Pesach

The most important place to be during the current Passover celebrations is not the Synagogue, it's the family home. More than any other festival.., and Jews have lots of them, Passover is the gathering together of family. The Passover meal starts with an open invitation. "Let anyone who is hungry come and eat. Let anyone who is needy come and join in our Passover meal". And so with children, parents and grand parents gathered together, the meal begins. Of course, if the children's grandparents are there, it also means the parents, parents in law are there. There's the wider family too. Uncles, Aunts and cousins. So it's a really happy family gathering....well, reasonably happy family gathering. How does the old phrase go..."You can choose your friends but you can't choose your family". Inevitably there will be some family members who won't be turning up to this particular "gathering of the Clans". Jewish families are just like other families, maybe even more so! There's bound to be someone who doesn't come along, someone who has fallen off his branch of the family tree.

A friend of mine is the Rabbi of a very large Synagogue. He tells me he witnesses the same scene at least once a month. He will be in a hospital supporting a family who is sitting by the bedside of someone who is seriously ill. One of their brothers or sisters confides in him how much they regret that they haven't spoken together for maybe twenty years. Often they can't even remember who said what and what the fight was all about..... and now it's too late.

A famous Rabbi once said "Not everything that's thought should be said not everything that's said should be written."

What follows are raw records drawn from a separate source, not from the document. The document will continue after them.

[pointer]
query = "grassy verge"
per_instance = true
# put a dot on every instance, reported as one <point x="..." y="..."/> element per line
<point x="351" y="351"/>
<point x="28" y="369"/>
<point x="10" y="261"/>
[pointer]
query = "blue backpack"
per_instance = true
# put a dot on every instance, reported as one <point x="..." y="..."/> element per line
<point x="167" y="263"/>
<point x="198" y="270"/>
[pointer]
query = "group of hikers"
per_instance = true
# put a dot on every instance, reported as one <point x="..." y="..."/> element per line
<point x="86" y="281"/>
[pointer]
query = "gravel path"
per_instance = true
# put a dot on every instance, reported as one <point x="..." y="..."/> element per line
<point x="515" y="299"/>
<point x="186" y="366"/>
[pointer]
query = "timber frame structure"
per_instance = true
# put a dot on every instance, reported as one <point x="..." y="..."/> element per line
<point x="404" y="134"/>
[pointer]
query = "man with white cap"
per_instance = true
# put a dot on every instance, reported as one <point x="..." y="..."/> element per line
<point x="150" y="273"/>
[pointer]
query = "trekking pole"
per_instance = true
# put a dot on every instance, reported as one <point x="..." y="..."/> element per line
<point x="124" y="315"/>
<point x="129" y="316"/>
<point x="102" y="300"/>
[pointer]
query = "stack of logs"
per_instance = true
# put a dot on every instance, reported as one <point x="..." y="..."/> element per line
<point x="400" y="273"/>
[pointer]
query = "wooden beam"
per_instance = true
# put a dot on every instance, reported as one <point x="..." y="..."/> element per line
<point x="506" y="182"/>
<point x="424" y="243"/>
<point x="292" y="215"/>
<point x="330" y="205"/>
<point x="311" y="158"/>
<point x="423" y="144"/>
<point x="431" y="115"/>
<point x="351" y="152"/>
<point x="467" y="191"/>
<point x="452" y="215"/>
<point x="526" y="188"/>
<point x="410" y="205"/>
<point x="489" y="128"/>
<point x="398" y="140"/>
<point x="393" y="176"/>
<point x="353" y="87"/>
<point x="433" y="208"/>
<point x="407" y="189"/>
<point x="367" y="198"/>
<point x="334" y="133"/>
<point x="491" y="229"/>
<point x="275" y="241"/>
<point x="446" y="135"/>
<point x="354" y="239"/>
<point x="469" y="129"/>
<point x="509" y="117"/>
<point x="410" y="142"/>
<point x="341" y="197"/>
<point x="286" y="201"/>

So there will be an empty chair or two at many Passover celebrations and it might not be noticed until there is no one to invite to fill it.

Of course in the Passover story, the Jews who had gone to Egypt had largely abandoned their religion and background altogether. They had tried to forget who they were and what they were and where they came from. It was then that they got themselves into trouble, Pharaoh had decided to remind them. And the "head" of the family, G-d, decided to give them another chance. They hadn't asked for it, they really didn't deserve it. But the Gamble paid off. They accepted the invitation, came together and came home.

So Just in case there's someone out there who's fallen from your family tree even if you feel they don't deserve another chance, maybe we should take a gamble, just to see... if they'd like to fill that empty chair.